No todos tenemos la piel de Tony Montana

No tengo ni a Gregorio ni a Mariela agregados como amigos en Facebook. Ahí están sus perfiles, brillando sin foto de avatar, con poquitos contactos cada uno; ninguno en común conmigo. En algún momento a lo largo de estas décadas ellos tuvieron dos hijas. Vivían en un departamento en el centro, el mismo donde vi, por primera vez, una película violenta.

Éramos chicos, pero la madre de Gregorio no sabía de qué se trataba Scarface, así que nos preparó una merienda generosa y se fue a hacer unos trámites, dejándonos con la boca abierta frente a un televisor donde Brian de Palma contaba una historia llena de gente que aspiraba azúcar impalpable y se amasijaba a balazos.

Cuando terminó, nos quedamos un buen rato evocando las escenas cruentas y terminamos por retroceder la cinta (estábamos bajo el yugo del VHS) para ver la delantera de Mary Elizabeth Mastrantonio y la desnudez impúdica (para esa edad) de Michelle Pfeiffer a través de un deshabillé color piel.

El padre de Gregorio tenía un negocio en el centro y mi compañero entró a trabajar con él desde muy chico. Lo envidiaba un poco porque eso le daba algo de dinero y entonces en el colegio podía hacer la cola frente al quiosco y comprar unos sánguches de jamón y queso que estaban para chuparse los dedos.
No recuerdo una sola vez en la que Gregorio no haya querido sentarse de espaldas a la pared para partir su sánguche por la mitad y compartirlo conmigo.

Creo que una buena definición de nostalgia es la necesidad de hacer foco en detalles tan lejanos como la pátina de mayonesa sobre una feta de queso, treintaipico de años atrás, en el viejo patio de recreo de un colegio.

Gregorio, como tantas otras personas, pertenece a un pasado lejano y en sepia, una época en la que yo me llamaba de otra forma y en la que todos creíamos que la muerte era algo que sólo ocurría en las películas guionadas por Oliver Stone.

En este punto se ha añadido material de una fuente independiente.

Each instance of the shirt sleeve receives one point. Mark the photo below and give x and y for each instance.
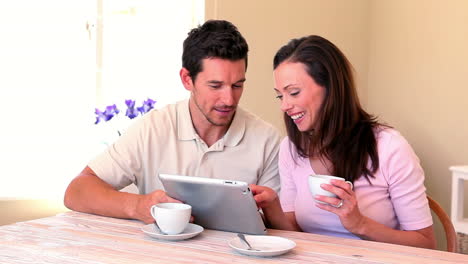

El rostro de Gregorio, junto al de muchos otros compañeros, flota como una polaroid debajo del agua, a veces acercándose a la superficie para bajar rápido otra vez hasta perderse en un fondo difuso.

Nuestros caminos se separaron una mañana en la que yo comencé a ensayar diferentes maneras de hacerme echar de colegios y la frecuencia de nuestros encuentros quedó limitada a un puñado de saludos discretos en la peatonal de vez en cuando. Las veredas de las ciudades pequeñas como Córdoba se han cansado de ver ensayos como el nuestro, una danza tonta de gente que se esquiva y se reencuentra, que se saluda a veces y a veces no.

Nos cruzábamos con Gregorio, al menos, una vez al año. Levantábamos las cejas, nos sonreíamos y seguíamos de largo para volver a meternos en nuestros mundos y en nuestras cosas, indiferentes a la construcción que cada uno estaba haciendo de su propio futuro.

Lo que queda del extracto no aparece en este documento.